Request: 8000-token prompt, 1024-token generation, on a GPU with 2000 MiB free.

Try (1024, 16): peak = 2950 MiB  — too big, skip
Try (1024,  8): peak = 1735 MiB  ✓ fits, commit

Result: RequestPlan(chunk_size=1024, kv_bits=8, prompt_tokens=8000, peak=1735/2000 MiB).

The engine processes the request at chunk 1024 / int8 KV. After the request finishes (or fails), engine.prefill_chunk_size and cache_manager.kv_cache_bits are restored to their original values. No other request sees the change.

413 response shape

{
  "error": {
    "message": "prompt of 50000 tokens cannot fit on this GPU at any planner configuration (predicted peak 2221 MiB vs 100 MiB free); reduce to ~296 tokens or use a smaller model",
    "type": "prompt_too_large",
    "code": 413,
    "prompt_tokens": 50000,
    "predicted_peak_mb": 2221,
    "free_vram_mb": 100,
    "suggested_max_tokens": 296
  }
}

Streaming endpoints surface the same payload as the final SSE data: event before terminating the stream.

Calibration tracker

Every request logs its predicted-vs-actual peak memory; the planner keeps a rolling window (default 256) of residuals so operators can see whether the memory model is too conservative, too aggressive, or biased toward a specific (chunk_size, kv_bits) cohort.

Available via /v1/statsplanner.calibration:

{
  "n_samples": 142,
  "residual_median": -0.04,
  "residual_p95":     0.07,
  "residual_max":     0.18,
  "residual_min":    -0.21,
  "suggested_margin": 0.07,
  "cohorts": {
    "chunk=1024,kv=8":  {"n": 80, "median_err": -0.03},
    "chunk=512,kv=8":   {"n": 40, "median_err":  0.05},
    "chunk=256,kv=4":   {"n": 22, "median_err":  0.11}
  }
}

Interpretation:

  • residual_p95 > current safety margin ⇒ tighten the margin (or you'll see surprise OOMs slip through).
  • residual_p95 ≪ current safety margin ⇒ loosen it; you're wasting headroom.
  • A cohort with high positive bias ⇒ the memory model is missing a term for that configuration (most often: attention scratch on long prompts at small chunks). File an issue with the cohort log and prompt-length distribution.

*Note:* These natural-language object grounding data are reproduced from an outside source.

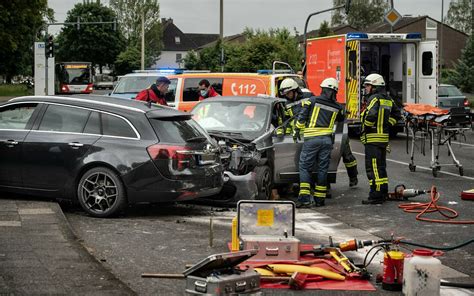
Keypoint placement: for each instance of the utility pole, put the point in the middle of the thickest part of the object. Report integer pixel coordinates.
(143, 41)
(221, 32)
(441, 40)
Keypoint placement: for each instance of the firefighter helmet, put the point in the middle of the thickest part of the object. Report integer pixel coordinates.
(330, 83)
(375, 80)
(287, 85)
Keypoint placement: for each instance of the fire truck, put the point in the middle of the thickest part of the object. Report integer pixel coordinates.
(408, 65)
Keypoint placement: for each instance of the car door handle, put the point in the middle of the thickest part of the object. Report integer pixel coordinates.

suggested_margin is the p95 of recent residuals, floored at 5% and capped at 50%. It returns default (the --planner-safety-margin value) until at least 16 samples have accumulated — small windows are too noisy to act on.

Decode-step latency probe

step_latency_ms is measured at startup by running a real decode forward through the loaded model (2 warmup steps + 5 timed steps, median taken). This captures kernel-launch latency, attention scratch, optional speculative draft cost, and streaming-layer DMA — every overhead source the model_bytes / hbm_bandwidth roofline misses. If the probe fails (e.g. on CPU/MPS), the roofline lower bound is used as a fallback. The startup log line tells you which:

Probed cost coefficients: VRAM=12.0 GiB, layers=36 × 152 MiB,
  PCIe H→D=11.4 GiB/s, HBM=712 GiB/s, step_latency=23.4 ms (measured)

Disabling

python -m kvboost.server ... --no-oom-planning

Disables pre-flight planning entirely. CUDA OOMs from oversized prompts will propagate to the client unchanged. Useful for debugging the planner's memory model itself.

Research grounding

  • LLM-in-a-Flash (arxiv:2312.11514) — inference cost as T = compute + I/O, optimize against bandwidth.
  • Sarathi-Serve / Chunked Prefill (ACM SIGOPS 2025) — the prompt_tokens / chunk_size step-count model that justifies per-request prefill_chunk_size selection.
  • PreScope (arxiv:2509.23638) — global cost model probed once and reused across decisions.